Texture is important, it is the medium through which our eyes can take over the role of the senses; how something would feel to touch, even taste perhaps.
The next phase was to start experimenting and playing around with various design ideas that echo these core ideas of internal seating, accessibility, multi-functionality, and a clear line of sight, ideally both in and out.
With the dimensions we had been provided, I realised that it was possible for the site to contain four reasonably-sized individual ‘pods’ of sorts, all of which could be accessed through either side, including the moment of convergence where the plains create the corner, where if the pods were placed directly against the corner, would share the same entrance/exit space.

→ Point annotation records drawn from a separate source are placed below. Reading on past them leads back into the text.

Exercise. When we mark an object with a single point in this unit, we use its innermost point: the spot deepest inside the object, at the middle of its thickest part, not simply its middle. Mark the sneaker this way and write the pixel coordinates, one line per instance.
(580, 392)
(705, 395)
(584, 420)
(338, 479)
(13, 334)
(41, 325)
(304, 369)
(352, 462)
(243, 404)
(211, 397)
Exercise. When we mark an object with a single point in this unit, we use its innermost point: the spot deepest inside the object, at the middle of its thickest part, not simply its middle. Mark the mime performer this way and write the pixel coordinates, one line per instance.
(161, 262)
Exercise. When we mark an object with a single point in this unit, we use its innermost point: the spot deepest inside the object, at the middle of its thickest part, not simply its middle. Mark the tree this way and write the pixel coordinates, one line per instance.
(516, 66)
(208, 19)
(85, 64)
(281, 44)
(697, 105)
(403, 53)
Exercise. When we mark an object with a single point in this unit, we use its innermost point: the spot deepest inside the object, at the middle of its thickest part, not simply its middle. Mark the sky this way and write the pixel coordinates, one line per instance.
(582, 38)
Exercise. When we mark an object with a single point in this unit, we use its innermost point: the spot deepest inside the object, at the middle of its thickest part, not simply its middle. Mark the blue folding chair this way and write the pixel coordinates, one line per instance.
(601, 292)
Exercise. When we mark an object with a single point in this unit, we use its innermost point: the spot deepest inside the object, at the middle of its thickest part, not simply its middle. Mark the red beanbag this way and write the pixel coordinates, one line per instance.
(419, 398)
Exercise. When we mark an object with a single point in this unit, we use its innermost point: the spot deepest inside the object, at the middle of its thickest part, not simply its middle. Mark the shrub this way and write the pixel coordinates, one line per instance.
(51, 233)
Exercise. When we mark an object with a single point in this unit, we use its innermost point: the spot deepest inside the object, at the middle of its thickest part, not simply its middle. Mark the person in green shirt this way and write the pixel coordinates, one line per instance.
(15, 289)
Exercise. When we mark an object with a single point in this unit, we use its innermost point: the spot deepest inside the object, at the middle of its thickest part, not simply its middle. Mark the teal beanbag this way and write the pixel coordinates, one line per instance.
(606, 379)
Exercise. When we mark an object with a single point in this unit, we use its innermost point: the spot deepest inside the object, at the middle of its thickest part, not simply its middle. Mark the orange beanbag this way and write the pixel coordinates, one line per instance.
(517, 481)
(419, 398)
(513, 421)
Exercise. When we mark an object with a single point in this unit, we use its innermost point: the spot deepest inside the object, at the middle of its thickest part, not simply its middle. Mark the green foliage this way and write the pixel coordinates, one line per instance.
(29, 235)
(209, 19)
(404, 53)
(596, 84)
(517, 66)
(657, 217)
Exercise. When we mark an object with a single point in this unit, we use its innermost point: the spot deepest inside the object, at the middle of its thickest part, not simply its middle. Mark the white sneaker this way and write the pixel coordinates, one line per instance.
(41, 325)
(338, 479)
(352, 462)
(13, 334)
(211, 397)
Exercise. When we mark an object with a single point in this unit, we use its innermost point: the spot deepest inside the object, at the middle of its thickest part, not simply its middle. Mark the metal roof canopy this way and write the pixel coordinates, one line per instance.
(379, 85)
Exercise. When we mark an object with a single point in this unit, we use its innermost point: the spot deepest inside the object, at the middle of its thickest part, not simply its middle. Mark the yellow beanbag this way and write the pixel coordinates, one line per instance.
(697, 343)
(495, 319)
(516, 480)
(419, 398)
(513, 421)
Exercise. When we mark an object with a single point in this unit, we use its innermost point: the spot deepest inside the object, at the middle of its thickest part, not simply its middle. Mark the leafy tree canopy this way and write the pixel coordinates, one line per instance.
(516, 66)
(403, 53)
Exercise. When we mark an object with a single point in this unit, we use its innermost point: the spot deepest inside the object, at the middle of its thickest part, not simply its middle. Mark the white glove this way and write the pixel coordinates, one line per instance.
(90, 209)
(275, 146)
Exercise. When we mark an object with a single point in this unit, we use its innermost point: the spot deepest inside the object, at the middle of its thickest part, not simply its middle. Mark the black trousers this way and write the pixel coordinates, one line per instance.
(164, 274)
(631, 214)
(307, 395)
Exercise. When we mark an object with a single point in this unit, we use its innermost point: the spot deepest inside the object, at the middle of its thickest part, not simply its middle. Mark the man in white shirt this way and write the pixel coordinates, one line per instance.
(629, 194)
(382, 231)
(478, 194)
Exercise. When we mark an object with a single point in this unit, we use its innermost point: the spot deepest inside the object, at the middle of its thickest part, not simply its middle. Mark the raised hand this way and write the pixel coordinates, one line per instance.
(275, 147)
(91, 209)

Moving further with the individual pods concept, henceforth known as just ‘booths’, I realised the designs could appear to float off the window if they all sat against the glass on a backing.
Access from the side would mean the booths could have an opaque front that contained a touch-screen or conventional LED screen for playing videos, and each would fill the user with a sense of privacy and intimacy thanks to the enclosure, despite being visible from either sides (presumably because if the user is facing forward then the sides are on the outsides of their peripheral vision).
Final Design Development-
Developing from previously shown experimentation, the final design strips back to what is entirely necessary for the scheme to function as effortlessly as possible.
The main body of the stuctures is a singular strip of aluminium that forms a backboard against the glass, turns into a curved canopy as it rises, and forms the touch screen mount and privacy screen as it coils back down.
The entire structure would be attached to the glass panes via a planar bolt system, meaning minimal parts can be involved to acheieve the sturdiest, safest results.
The booths could be implemented anywhere in the building where deemed necessary as no part of the design is unique to the site.